Testimony brought out the fact that Charlotte Fixel had represented herself as Mrs. Erlanger; that she had nursed Mr. Erlanger assiduously through his last illness. Then Lawyer Steuer began to bring in names of the theatrical world. Producer A. H. Woods said that he had met the contestant in Paris as "Mrs. Erlanger." Funnyman Eddie Cantor rolled his eyes when asked about his profession, said: "Well, there has always been some doubt, but I am supposed to be an actor." He too had met the defendant, in 1925, as "Mrs. Erlanger." When Lawyer Steuer had introduced 104 witnesses who over ten years and in various places had known his client as Mrs. Erlanger, he rested his case.

Lawyer Kresel promptly moved that the case be dismissed, heard himself denounced in familiar terms by Lawyer Steuer. For the defense, Lawyer Kresel tried to make it appear that Miss Fixel was a designing and tenacious mistress, whom Mr. Erlanger would gladly have deserted if he had known how. He called the publicity manager of the Erlanger theatrical enterprises who told how Mr. Erlanger had once denied a rumor that he intended to divorce his wife by saying "It is a silly story because I'm not married." A minor theatrical producer, Marcus Heiman, said that Mr. Erlanger had repeatedly expressed distaste for Miss Fixel, said: "I want to get out of the clutches of this woman. . . ."

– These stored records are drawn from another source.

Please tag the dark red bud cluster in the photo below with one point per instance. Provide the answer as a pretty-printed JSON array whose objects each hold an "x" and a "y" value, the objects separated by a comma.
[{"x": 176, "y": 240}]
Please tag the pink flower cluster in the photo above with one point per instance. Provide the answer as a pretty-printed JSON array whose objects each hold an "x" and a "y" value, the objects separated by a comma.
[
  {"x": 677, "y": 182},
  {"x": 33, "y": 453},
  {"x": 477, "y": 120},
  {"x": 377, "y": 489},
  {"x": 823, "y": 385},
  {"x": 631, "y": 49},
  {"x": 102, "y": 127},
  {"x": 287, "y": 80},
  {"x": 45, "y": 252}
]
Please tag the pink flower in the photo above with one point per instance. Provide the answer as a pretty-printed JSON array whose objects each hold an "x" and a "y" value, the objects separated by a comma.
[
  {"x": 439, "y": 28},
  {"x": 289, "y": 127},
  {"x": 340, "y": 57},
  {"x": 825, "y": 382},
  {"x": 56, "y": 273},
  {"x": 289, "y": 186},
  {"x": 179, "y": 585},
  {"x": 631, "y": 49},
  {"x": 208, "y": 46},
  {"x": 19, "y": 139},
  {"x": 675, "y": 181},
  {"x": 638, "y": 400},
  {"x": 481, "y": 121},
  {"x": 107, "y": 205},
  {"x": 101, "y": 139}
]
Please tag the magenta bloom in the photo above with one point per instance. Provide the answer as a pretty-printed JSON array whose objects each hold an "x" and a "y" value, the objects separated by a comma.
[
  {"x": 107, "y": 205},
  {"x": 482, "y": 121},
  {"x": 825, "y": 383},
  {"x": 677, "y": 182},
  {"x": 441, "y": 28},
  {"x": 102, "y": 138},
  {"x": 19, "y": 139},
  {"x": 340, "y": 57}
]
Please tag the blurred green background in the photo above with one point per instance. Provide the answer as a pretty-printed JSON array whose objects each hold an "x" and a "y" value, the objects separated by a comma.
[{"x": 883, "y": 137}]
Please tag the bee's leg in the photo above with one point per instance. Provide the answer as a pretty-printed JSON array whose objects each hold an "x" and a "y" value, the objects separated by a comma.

By last week, the Fixel v. Erlanger case was nearing its end. Charlotte Fixel had not been allowed to take the witness stand. She seldom heard her own name (Charlotte Fixel) or the name she had chosen when she was a chorus girl (Charlotte Leslie) mentioned by either counsel. Mr. Kresel called her "the contestant"; Mr. Steuer, pointing, described her as "the lady at the end of the table." Plump, smiling, dressed in the slightly garish style of a typical upper-west side hausfrau, Charlotte Fixel waited for the court to decide whether she was entitled to demand one-half of an estate which she estimated at $75,000,000 or whether she would emerge, after her years of slightly dubious affluence, a dumpy disappointed warning to women who place their faith in "common law."

*A Mrs. Adelaide Louise Erlanger, who divorced A. L. Erlanger in 1912, was last week granted $15,000 in alimony accrued since her divorced husband's death.